Degenerative disc disease is a condition that occurs when the cushioning discs between the vertebrae in the spine begin to thin out or break open. This may be a result of osteoarthritis, a herniated disc or spinal stenosis. The resulting pain is sometimes accompanied by radiating numbness or weakness in the extremities.
If the pain radiates down to the buttocks, thighs and into the legs, the damaged disc is found in the lower, or lumbar part of the back. If the damaged disc is located in the neck, or the cervical spine, the pain may radiate to the shoulders and arms. Degenerative disc disease in the middle of the back, or the thoracic spine, is a little less common because this part of the spine doesn’t experience the types of stresses that the cervical and lumbar spine usually experience.
Do I have Degenerative Disc Disease?
When a patient walks into our office with a back pain issue, we complete a physical examination and take a medical history. We also discuss the patient’s daily activities, regular sports they might engage in, and their work habits or chores. We check their reflexes and the range of motion of their arms and legs, note tender points and rule out fractures, tumors or infections that can be causing the pain. We frequently order an MRI to confirm the location of the damaged disc and obtain a baseline image before treatment. It’s important for us, and the patient, to have a complete understanding of the situation in order to recommend the best route of care.
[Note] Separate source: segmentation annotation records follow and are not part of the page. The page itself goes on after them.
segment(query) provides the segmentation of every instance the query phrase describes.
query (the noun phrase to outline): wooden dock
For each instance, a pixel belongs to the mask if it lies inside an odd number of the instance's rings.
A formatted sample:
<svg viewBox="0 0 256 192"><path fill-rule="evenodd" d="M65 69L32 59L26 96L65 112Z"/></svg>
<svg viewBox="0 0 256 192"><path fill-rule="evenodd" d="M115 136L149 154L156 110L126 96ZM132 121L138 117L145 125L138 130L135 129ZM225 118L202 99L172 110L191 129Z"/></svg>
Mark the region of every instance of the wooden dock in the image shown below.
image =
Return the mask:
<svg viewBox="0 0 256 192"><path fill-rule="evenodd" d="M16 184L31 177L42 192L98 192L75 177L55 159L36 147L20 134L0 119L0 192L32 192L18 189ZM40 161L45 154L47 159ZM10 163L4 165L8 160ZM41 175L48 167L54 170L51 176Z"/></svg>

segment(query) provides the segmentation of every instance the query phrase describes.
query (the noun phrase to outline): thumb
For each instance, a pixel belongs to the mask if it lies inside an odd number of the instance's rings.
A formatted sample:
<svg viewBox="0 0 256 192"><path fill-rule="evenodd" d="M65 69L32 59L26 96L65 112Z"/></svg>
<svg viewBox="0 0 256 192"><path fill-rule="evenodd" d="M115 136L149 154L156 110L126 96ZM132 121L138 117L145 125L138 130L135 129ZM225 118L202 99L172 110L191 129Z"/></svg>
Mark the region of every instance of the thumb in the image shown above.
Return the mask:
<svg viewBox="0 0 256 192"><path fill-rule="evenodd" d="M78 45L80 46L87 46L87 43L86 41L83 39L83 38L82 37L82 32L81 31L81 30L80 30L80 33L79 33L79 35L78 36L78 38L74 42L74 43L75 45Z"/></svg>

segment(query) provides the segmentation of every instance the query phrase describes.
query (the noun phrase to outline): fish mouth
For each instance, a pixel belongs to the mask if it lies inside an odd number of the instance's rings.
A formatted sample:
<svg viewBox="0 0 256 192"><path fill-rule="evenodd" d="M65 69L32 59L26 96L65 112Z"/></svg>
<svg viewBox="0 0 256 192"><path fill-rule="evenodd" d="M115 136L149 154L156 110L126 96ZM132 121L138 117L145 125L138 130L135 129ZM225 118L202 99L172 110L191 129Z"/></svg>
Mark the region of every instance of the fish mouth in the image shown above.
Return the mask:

Degenerative Disc Disease Treatment
Generally, the first thing that is attended to with degenerative disc disease is managing the pain. Non-steroidal anti-inflammatory drugs such as ibuprofen are often used at the beginning of a treatment program to control pain. “Pain killers” are not a permanent solution to pain relief, and should only be seen as short and temporary relief. More traditional approaches may also be used as well, such as heat therapy to control inflammation, and the intervention of a physical therapist to help strengthen the patient’s back muscles, also helps with pain relief.
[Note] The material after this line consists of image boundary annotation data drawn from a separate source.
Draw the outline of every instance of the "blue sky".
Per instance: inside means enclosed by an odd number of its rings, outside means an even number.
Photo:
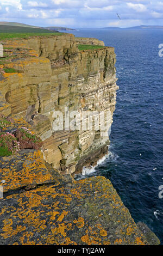
[[[163,25],[163,0],[0,0],[0,15],[1,21],[43,27]]]

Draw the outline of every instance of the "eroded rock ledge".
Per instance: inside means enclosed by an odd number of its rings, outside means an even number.
[[[64,174],[67,169],[69,173],[80,172],[81,158],[86,159],[90,151],[97,156],[109,145],[107,133],[101,137],[100,128],[95,127],[56,132],[55,112],[61,112],[65,120],[65,107],[70,113],[109,111],[111,126],[118,89],[114,48],[79,51],[71,34],[3,44],[8,57],[1,68],[15,72],[2,73],[2,113],[26,119],[43,141],[45,159],[54,168]],[[102,123],[106,124],[104,119]]]
[[[54,131],[54,112],[65,106],[109,109],[111,126],[118,89],[114,48],[79,52],[67,34],[9,40],[4,47],[9,58],[1,66],[0,114],[8,117],[0,120],[1,132],[27,143],[0,157],[0,244],[158,244],[143,224],[134,223],[109,180],[77,181],[71,175],[105,154],[108,136]],[[15,72],[3,71],[11,69]],[[33,131],[41,137],[42,152],[26,149],[32,139],[18,135],[22,127],[31,131],[36,149],[41,143]]]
For patients who have been struggling with pain for over 3 months and have been recommended to undergo surgery, we suggest looking into other alternatives before making a final decision. This is why we offer stem cell therapy for degenerative back pain conditions.
What Advantages Does Stem Cell Therapy Have Over Surgery?
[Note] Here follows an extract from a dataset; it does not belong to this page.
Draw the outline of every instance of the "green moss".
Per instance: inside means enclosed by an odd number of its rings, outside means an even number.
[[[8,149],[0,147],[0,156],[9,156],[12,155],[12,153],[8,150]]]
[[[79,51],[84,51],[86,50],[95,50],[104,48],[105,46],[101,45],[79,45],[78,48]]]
- It’s a minimally invasive treatment, which results in less pain.
- The recovery time is generally much shorter – patients have gone back to work within two days. With surgery, it can take months for the patient to heal.
- There is an extremely low risk of complications, including bleeding, allergic reactions and infection.
What Are Stem Cells?
Stem cells are regenerative cells that have the ability to turn into any other type of cell in the human body, including damaged discs between vertebrae. In our facility, we utilize bone marrow-derived stem cells derived directly from the patient.
Bone marrow-derived stem cells have healing and growth factors that allow for regeneration of damaged or injured tissue. After we harvest the stem cells from the patient, the collection undergoes sterile treatment for concentration.
Once we obtain a small injectable volume, the stem cells are reinjected into the patient’s body at the site of damage or injury. This injection involves the use of imaging technology such as a fluoroscopy for precise application. After the procedure, healing continues for up to two years, although most of the healing occurs within six to nine months.
Stem cell therapy is a safe and exciting way to treat degenerative disc disease. We are happy to assist anyone who is looking for treatment for this condition and look forward to more advances in this line of work.